What do you guys know about paying for any of these film programs? I've heard rumors about NYU being really stingy with their financial aid as well as various 100k+ loan horror stories.

What kind of help do they provide for low income (below 30k a year) families?

I've also heard that if you can't pay for it, then there's a lower chance of them accepting you, is this true?

My biggest fear is that I will be accepted to these schools but I will have no way of paying for them.

If you guys know anything, incoming students or people who enrolled last year, please share your thoughts!


----------



## Allen Ho (Feb 1, 2008)

The thing is, a lot of scholarship deadlines happen before notification dates...so I am just trying to plan ahead and making sure I am going to be making the right choices.


----------



## duders (Feb 1, 2008)

I truly believe that financial background plays no role in admitting people. The school knows they will get their money, whether it be from you taking out loans, or your wealthy family. 
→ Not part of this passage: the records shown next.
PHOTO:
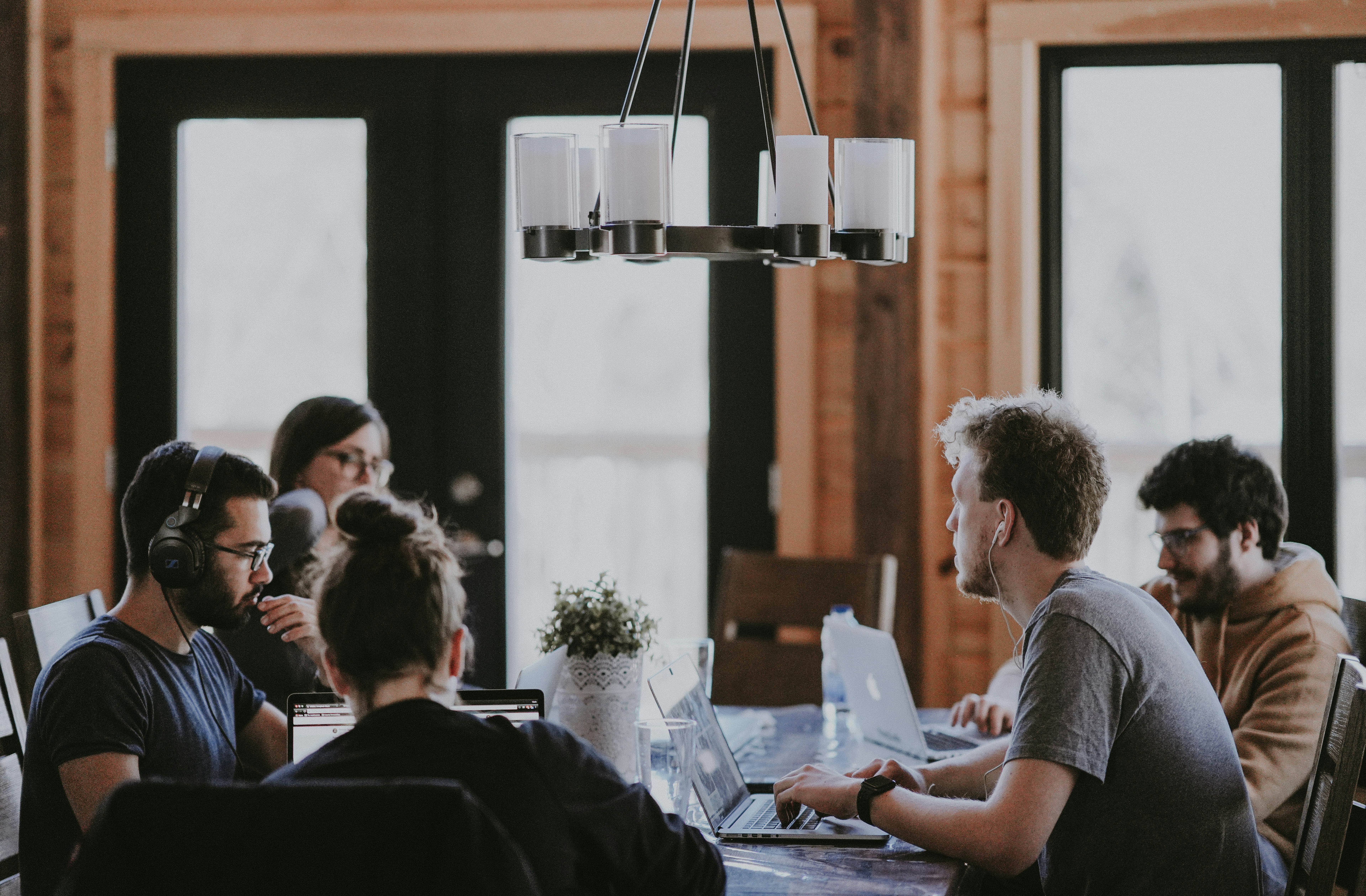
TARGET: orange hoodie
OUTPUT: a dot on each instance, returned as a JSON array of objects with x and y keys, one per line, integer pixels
[{"x": 1271, "y": 659}]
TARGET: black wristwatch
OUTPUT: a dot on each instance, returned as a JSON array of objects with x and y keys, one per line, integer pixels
[{"x": 872, "y": 787}]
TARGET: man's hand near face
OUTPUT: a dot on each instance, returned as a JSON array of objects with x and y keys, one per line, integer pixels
[{"x": 296, "y": 619}]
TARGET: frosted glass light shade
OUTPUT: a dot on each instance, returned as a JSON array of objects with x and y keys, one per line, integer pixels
[
  {"x": 547, "y": 174},
  {"x": 868, "y": 184},
  {"x": 802, "y": 177},
  {"x": 588, "y": 184},
  {"x": 637, "y": 179},
  {"x": 908, "y": 189}
]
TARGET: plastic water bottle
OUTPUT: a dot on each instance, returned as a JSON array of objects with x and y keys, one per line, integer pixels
[{"x": 832, "y": 683}]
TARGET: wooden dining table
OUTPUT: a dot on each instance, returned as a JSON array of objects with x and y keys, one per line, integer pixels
[{"x": 771, "y": 742}]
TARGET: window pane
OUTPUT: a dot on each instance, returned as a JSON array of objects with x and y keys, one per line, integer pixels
[
  {"x": 1171, "y": 272},
  {"x": 608, "y": 417},
  {"x": 271, "y": 257},
  {"x": 1350, "y": 203}
]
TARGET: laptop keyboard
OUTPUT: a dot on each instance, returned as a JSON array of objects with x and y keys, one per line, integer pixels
[
  {"x": 940, "y": 741},
  {"x": 768, "y": 820}
]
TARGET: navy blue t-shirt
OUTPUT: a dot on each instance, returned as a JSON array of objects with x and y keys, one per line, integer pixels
[{"x": 111, "y": 689}]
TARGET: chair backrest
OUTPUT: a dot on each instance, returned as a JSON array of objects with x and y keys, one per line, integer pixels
[
  {"x": 43, "y": 630},
  {"x": 14, "y": 715},
  {"x": 1332, "y": 785},
  {"x": 768, "y": 621},
  {"x": 419, "y": 836},
  {"x": 1354, "y": 618},
  {"x": 12, "y": 785}
]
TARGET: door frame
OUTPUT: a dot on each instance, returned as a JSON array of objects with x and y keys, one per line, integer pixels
[
  {"x": 1016, "y": 35},
  {"x": 99, "y": 42}
]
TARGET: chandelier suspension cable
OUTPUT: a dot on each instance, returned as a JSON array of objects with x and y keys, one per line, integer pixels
[
  {"x": 764, "y": 98},
  {"x": 640, "y": 63},
  {"x": 682, "y": 77},
  {"x": 797, "y": 68}
]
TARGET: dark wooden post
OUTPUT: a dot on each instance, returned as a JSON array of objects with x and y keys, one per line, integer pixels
[
  {"x": 14, "y": 290},
  {"x": 887, "y": 387}
]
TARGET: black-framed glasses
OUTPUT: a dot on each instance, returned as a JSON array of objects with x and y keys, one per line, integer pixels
[
  {"x": 1178, "y": 540},
  {"x": 257, "y": 556},
  {"x": 353, "y": 462}
]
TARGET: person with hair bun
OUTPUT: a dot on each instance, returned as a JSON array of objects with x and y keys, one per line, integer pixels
[
  {"x": 324, "y": 449},
  {"x": 391, "y": 617}
]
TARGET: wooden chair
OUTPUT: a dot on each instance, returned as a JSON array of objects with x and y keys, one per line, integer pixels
[
  {"x": 768, "y": 621},
  {"x": 1332, "y": 786},
  {"x": 1354, "y": 618},
  {"x": 43, "y": 630}
]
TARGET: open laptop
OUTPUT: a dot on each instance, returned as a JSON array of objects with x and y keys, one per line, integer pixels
[
  {"x": 544, "y": 675},
  {"x": 315, "y": 719},
  {"x": 876, "y": 688},
  {"x": 733, "y": 812}
]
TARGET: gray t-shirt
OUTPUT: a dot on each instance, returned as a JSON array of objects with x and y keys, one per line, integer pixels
[{"x": 1112, "y": 689}]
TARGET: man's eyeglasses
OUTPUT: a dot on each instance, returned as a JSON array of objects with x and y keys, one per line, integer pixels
[
  {"x": 354, "y": 462},
  {"x": 259, "y": 556},
  {"x": 1178, "y": 540}
]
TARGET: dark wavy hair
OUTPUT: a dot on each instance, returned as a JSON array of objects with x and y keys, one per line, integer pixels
[
  {"x": 1037, "y": 454},
  {"x": 312, "y": 427},
  {"x": 158, "y": 488},
  {"x": 1226, "y": 484},
  {"x": 390, "y": 596}
]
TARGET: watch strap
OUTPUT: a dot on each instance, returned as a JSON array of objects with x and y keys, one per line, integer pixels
[{"x": 872, "y": 787}]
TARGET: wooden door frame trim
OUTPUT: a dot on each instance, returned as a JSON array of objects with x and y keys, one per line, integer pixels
[
  {"x": 1016, "y": 35},
  {"x": 100, "y": 42}
]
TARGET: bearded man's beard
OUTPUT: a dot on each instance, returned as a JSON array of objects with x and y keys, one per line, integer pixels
[
  {"x": 1215, "y": 588},
  {"x": 976, "y": 580},
  {"x": 212, "y": 603}
]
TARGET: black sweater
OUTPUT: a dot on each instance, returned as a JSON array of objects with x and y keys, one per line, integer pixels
[{"x": 582, "y": 828}]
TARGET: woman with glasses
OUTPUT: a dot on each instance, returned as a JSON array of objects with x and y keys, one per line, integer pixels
[{"x": 324, "y": 449}]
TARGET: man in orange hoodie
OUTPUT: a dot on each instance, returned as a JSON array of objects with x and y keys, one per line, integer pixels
[{"x": 1261, "y": 615}]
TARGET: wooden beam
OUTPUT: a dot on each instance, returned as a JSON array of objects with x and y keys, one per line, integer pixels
[
  {"x": 14, "y": 275},
  {"x": 887, "y": 382}
]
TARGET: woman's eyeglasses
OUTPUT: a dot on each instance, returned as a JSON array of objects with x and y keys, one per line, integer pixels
[
  {"x": 354, "y": 462},
  {"x": 1177, "y": 542},
  {"x": 259, "y": 556}
]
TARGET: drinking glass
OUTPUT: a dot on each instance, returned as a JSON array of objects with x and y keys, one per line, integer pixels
[
  {"x": 703, "y": 652},
  {"x": 666, "y": 752}
]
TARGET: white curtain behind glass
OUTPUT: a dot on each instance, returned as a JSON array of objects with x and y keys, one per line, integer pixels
[
  {"x": 1171, "y": 272},
  {"x": 1350, "y": 205},
  {"x": 272, "y": 260},
  {"x": 608, "y": 417}
]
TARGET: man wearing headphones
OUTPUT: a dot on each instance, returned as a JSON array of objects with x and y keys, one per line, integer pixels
[{"x": 143, "y": 692}]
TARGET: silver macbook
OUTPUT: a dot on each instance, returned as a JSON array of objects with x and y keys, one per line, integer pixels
[
  {"x": 733, "y": 812},
  {"x": 876, "y": 688}
]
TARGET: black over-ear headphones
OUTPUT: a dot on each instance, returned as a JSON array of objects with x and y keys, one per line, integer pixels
[{"x": 175, "y": 555}]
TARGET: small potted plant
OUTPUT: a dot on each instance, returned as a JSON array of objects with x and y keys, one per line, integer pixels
[{"x": 600, "y": 689}]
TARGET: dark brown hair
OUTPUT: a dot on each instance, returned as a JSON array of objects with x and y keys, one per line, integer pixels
[
  {"x": 158, "y": 488},
  {"x": 1226, "y": 484},
  {"x": 312, "y": 427},
  {"x": 390, "y": 596},
  {"x": 1037, "y": 454}
]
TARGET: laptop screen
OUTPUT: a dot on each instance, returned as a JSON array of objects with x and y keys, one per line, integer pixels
[
  {"x": 520, "y": 707},
  {"x": 315, "y": 719},
  {"x": 719, "y": 785}
]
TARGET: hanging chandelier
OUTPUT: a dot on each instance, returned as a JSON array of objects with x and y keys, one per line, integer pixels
[{"x": 577, "y": 204}]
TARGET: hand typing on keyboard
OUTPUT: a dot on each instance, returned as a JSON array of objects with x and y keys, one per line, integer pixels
[{"x": 824, "y": 790}]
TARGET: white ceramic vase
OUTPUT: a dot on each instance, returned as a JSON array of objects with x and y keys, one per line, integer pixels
[{"x": 599, "y": 700}]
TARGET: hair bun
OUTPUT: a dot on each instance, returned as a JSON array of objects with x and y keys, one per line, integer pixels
[{"x": 376, "y": 518}]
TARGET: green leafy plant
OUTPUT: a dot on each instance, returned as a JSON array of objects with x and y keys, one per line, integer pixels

In general at NYU, they give out 3 full scholarships for incoming students. Then most people get somewhere between $5k to $15k in financial aid (if they requeste it). All of these scholarships are renewed each year, unless you do something really stupid and piss everyone off.

Things get easier in your final year, when some people get GAships and get full tuition + stipend. Then about half the class gets full scholarships.

Personally, I don't think that money can be a deciding factor when going to one of these schools. If this is what you really want to do, and you really want to go to grad school, sometimes you just have to believe in yourself, pony-up and pay whatever it costs. I definitely was one of those people taking out loans, but whatever...that's what it costs.


----------



## Allen Ho (Feb 3, 2008)

Thanks for the insight duders.

Who gets the three full scholarships? Are they based on merit and need?

Yeah I am probably going to be taking out loans and try to alleviate some of it with outside scholarships.


----------



## Jayimess (Feb 3, 2008)

Allen,

Duders is right...money can't be the most important issue.

I turned down significant scholarships at another school in order to pay full price at USC.

Because I wanted to go to USC.

I define poverty, orphan, ward of the court, fresh out of college with no job when I applied, and they still took me.

USC offers significant assistance after the first year; a small amount after the first semester.

Outside scholarships are hard for incoming students, as you have no idea where you're going to school until well into spring...but go for whatever you qualify for.


----------



## Ryan C. (Feb 3, 2008)

Jayimess,

Howdy!

Tell me more about the assistance USC offers after the first year. How many students are offered assitance. Do you have any feelings on what that asssitance is based on?

I have applied for the MFA Production program for the Fall. 

Ryan


----------



## Jayimess (Feb 4, 2008)

There are tons of scholarships...hundreds of them.

And department assistantships, which offer anywhere from two to six credits per semester.

The DA ships are based on need, work ethic, etc, the scholarships are merit based.


----------